Dans le domaine du transport, le Niger est un corridor de transit et de transport international. Mais d'une manière générale, le système actuel des transports et de transit ne répond pas aux attentes du pays en termes d'efficacité (délai de route, régularité, sécurité et coût). Pour y remédier, le Ministère des Transports mènera une nouvelle politique qui vise à baisser les coûts de transports terrestres, améliorer la qualité des prestations et assurer la sécurité des personnes et des biens. De même, il soutiendra la promotion des sociétés de transport et le renouvellement du parc automobile de transport public par l'acquisition de nouveaux véhicules.

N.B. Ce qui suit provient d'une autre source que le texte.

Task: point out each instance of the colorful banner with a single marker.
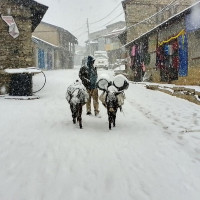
(13, 30)
(183, 55)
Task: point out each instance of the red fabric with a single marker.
(175, 45)
(175, 62)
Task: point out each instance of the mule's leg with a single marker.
(114, 117)
(79, 117)
(110, 119)
(73, 113)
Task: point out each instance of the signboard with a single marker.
(13, 30)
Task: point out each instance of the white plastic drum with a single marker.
(121, 82)
(102, 84)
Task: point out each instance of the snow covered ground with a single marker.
(153, 153)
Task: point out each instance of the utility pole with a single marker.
(88, 37)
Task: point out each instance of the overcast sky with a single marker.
(72, 15)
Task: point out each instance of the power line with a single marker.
(106, 15)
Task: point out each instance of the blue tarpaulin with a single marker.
(183, 55)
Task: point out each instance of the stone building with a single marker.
(45, 54)
(173, 49)
(62, 39)
(143, 15)
(17, 52)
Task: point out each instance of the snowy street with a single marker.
(153, 153)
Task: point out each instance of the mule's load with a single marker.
(120, 82)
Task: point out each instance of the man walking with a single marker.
(88, 76)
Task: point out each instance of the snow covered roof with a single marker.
(36, 39)
(115, 32)
(38, 10)
(165, 23)
(29, 70)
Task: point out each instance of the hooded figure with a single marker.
(88, 76)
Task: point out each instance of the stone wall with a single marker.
(14, 53)
(136, 11)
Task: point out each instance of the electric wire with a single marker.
(106, 15)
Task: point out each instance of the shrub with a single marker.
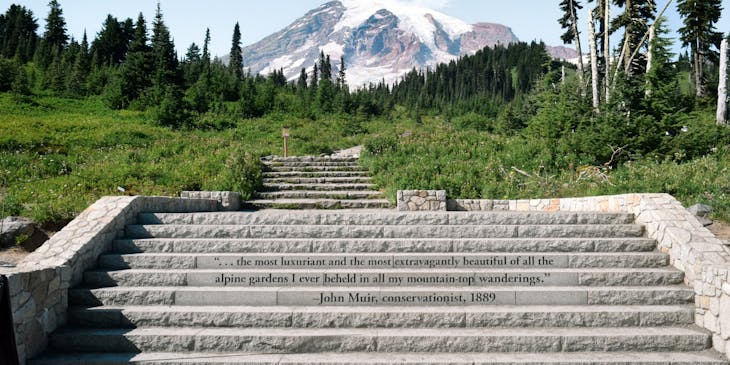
(244, 173)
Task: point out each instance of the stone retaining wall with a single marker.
(228, 200)
(421, 200)
(691, 247)
(39, 284)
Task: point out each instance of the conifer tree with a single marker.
(136, 72)
(635, 20)
(81, 68)
(341, 81)
(236, 61)
(112, 43)
(699, 18)
(164, 57)
(302, 81)
(55, 35)
(18, 36)
(206, 53)
(569, 21)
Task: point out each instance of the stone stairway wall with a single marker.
(382, 287)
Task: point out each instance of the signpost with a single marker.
(285, 134)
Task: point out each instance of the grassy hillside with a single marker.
(58, 155)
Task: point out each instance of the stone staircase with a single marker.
(317, 183)
(382, 287)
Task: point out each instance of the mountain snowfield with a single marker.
(378, 39)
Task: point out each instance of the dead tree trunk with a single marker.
(649, 59)
(722, 85)
(594, 61)
(607, 47)
(576, 35)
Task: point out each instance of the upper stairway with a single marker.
(382, 287)
(317, 183)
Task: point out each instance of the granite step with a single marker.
(375, 296)
(321, 187)
(382, 317)
(383, 217)
(383, 260)
(313, 174)
(320, 203)
(311, 163)
(365, 278)
(320, 194)
(311, 159)
(391, 231)
(321, 180)
(393, 358)
(383, 245)
(316, 168)
(312, 340)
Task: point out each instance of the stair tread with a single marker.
(423, 332)
(395, 309)
(396, 289)
(367, 358)
(669, 270)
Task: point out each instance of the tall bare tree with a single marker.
(569, 21)
(698, 32)
(722, 85)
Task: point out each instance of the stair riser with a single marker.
(320, 261)
(308, 159)
(376, 319)
(315, 174)
(381, 245)
(317, 169)
(321, 204)
(312, 163)
(375, 297)
(231, 231)
(371, 343)
(323, 180)
(384, 279)
(318, 187)
(294, 194)
(562, 358)
(383, 218)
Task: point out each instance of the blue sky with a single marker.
(187, 19)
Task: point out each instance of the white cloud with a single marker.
(431, 4)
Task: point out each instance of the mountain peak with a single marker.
(379, 40)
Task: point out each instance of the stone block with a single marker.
(724, 316)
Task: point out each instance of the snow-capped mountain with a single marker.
(379, 39)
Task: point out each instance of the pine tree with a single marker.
(21, 85)
(302, 81)
(112, 42)
(698, 32)
(55, 35)
(164, 58)
(236, 60)
(206, 54)
(341, 80)
(635, 20)
(569, 21)
(18, 36)
(136, 72)
(81, 68)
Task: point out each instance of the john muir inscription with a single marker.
(383, 261)
(360, 272)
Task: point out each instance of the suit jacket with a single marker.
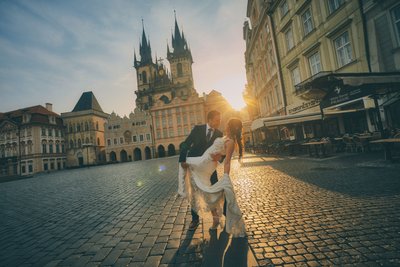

S'agissant du Tourisme, un accent sera mis non seulement sur la recherche et l'aménagement de nouveaux sites mais aussi sur la construction et la réhabilitation des infrastructures touristiques et hôtelières selon les normes internationales.  Quant à l’artisanat, l'action du Ministère en charge de ce secteur, portera sur la mise en place d'un financement spécifique, le renforcement des capacités des acteurs, le soutien à l'approvisionnement et à la commercialisation des produits sur les marchés extérieurs et un soutien au Salon de l'Artisanat pour la Femme (SAFEM), pour en faire une référence internationale. Afin d’atteindre ces objectifs, d’importantes mesures et réformes ont été adoptées et mises en œuvre dans le cadre de l’amélioration du climat des affaires et des différents Codes  en vigueur dans notre pays.